Bryan Barletta von Sounds Profitable bringt die neue Sichtweise auf den Punkt: Nicht die Messbarkeit bremst den Podcast-Markt, sondern die Tatsache, dass viele Werbekunden die vorhandenen Daten noch zu wenig nutzen.
Dazu passt eine aktuelle Zahl aus der Studie The Advertising Landscape 2025: Attention & Trust: 86 Prozent der intensiven Podcast-Hörer erinnern sich an Werbung, die sie innerhalb der vergangenen sieben Tage gehört haben. Damit schneiden Podcasts bei der Werbeerinnerung besser ab als Fernsehen, Radio, YouTube oder soziale Netzwerke.

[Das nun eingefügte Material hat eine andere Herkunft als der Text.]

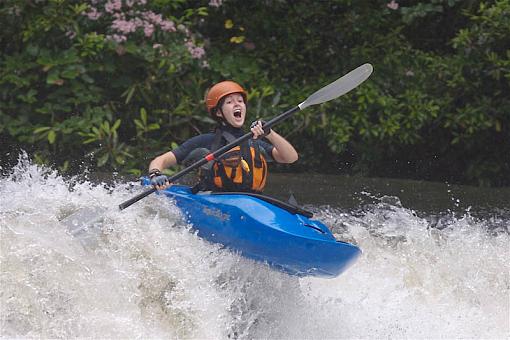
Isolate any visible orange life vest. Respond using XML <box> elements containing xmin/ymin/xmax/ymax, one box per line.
<box><xmin>211</xmin><ymin>130</ymin><xmax>267</xmax><ymax>192</ymax></box>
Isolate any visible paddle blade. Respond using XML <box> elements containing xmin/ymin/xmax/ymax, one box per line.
<box><xmin>298</xmin><ymin>64</ymin><xmax>374</xmax><ymax>110</ymax></box>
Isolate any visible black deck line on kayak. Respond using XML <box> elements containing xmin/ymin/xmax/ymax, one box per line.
<box><xmin>211</xmin><ymin>191</ymin><xmax>313</xmax><ymax>218</ymax></box>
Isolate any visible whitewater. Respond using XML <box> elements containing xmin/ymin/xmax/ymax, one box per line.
<box><xmin>0</xmin><ymin>157</ymin><xmax>510</xmax><ymax>339</ymax></box>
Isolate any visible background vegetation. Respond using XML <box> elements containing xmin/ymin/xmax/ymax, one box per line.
<box><xmin>0</xmin><ymin>0</ymin><xmax>510</xmax><ymax>186</ymax></box>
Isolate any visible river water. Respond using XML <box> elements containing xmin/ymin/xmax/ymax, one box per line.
<box><xmin>0</xmin><ymin>157</ymin><xmax>510</xmax><ymax>339</ymax></box>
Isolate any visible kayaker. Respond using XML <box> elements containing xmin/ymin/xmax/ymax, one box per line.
<box><xmin>149</xmin><ymin>81</ymin><xmax>298</xmax><ymax>192</ymax></box>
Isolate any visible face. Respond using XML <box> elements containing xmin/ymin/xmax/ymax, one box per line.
<box><xmin>216</xmin><ymin>93</ymin><xmax>246</xmax><ymax>128</ymax></box>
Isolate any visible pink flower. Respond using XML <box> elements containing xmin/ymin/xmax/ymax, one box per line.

Ganz gelöst ist das Thema allerdings noch nicht. Einheitliche Standards fehlen weiterhin. Spotify, Apple Podcasts, YouTube und andere Plattformen erfassen Reichweiten unterschiedlich. Das erschwert Werbekunden den direkten Vergleich. Deshalb fordern viele Unternehmen gemeinsame Messstandards und verständlichere Reportings.

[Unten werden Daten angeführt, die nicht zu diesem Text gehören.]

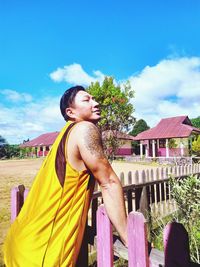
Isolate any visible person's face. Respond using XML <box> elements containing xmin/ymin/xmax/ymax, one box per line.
<box><xmin>67</xmin><ymin>91</ymin><xmax>101</xmax><ymax>123</ymax></box>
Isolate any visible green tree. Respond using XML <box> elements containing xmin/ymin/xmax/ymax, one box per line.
<box><xmin>170</xmin><ymin>175</ymin><xmax>200</xmax><ymax>263</ymax></box>
<box><xmin>87</xmin><ymin>77</ymin><xmax>135</xmax><ymax>157</ymax></box>
<box><xmin>191</xmin><ymin>116</ymin><xmax>200</xmax><ymax>128</ymax></box>
<box><xmin>129</xmin><ymin>119</ymin><xmax>150</xmax><ymax>155</ymax></box>
<box><xmin>129</xmin><ymin>119</ymin><xmax>150</xmax><ymax>136</ymax></box>
<box><xmin>192</xmin><ymin>135</ymin><xmax>200</xmax><ymax>156</ymax></box>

Auch beim Thema KI herrscht erstaunlich viel Einigkeit. Kaum jemand glaubt, dass künstliche Intelligenz Hosts oder Redaktionen ersetzen wird. Stattdessen sehen die Experten ihre Stärken dort, wo sie Zeit spart: beim Transkribieren, Schneiden, Erstellen von Metadaten, Übersetzen oder bei der Analyse von Hörerverhalten. Auch bei der Suche nach neuen Themen und Formaten kann KI helfen, schneller Trends und Lücken im Markt zu erkennen.
Der eigentliche Wert eines Podcasts bleibt jedoch menschlich. Vertrauen entsteht nicht durch Algorithmen, sondern durch glaubwürdige Hosts, gute Geschichten und redaktionelles Gespür. Genau darin sehen die Befragten auch künftig den größten Wettbewerbsvorteil des Mediums.
Die Diskussion über fehlende Messbarkeit dürfte in den kommenden Jahren an Bedeutung verlieren. Wer Podcasts vermarktet, sollte stattdessen stärker mit den Kennzahlen arbeiten, die bereits verfügbar sind – etwa Werbeerinnerung, Hörerbindung oder Markenwirkung. Gleichzeitig lohnt sich ein genauer Blick auf KI-Tools, die Routineaufgaben übernehmen. Sie schaffen Zeit für das, was einen Podcast wirklich erfolgreich macht: gute Inhalte und starke Persönlichkeiten.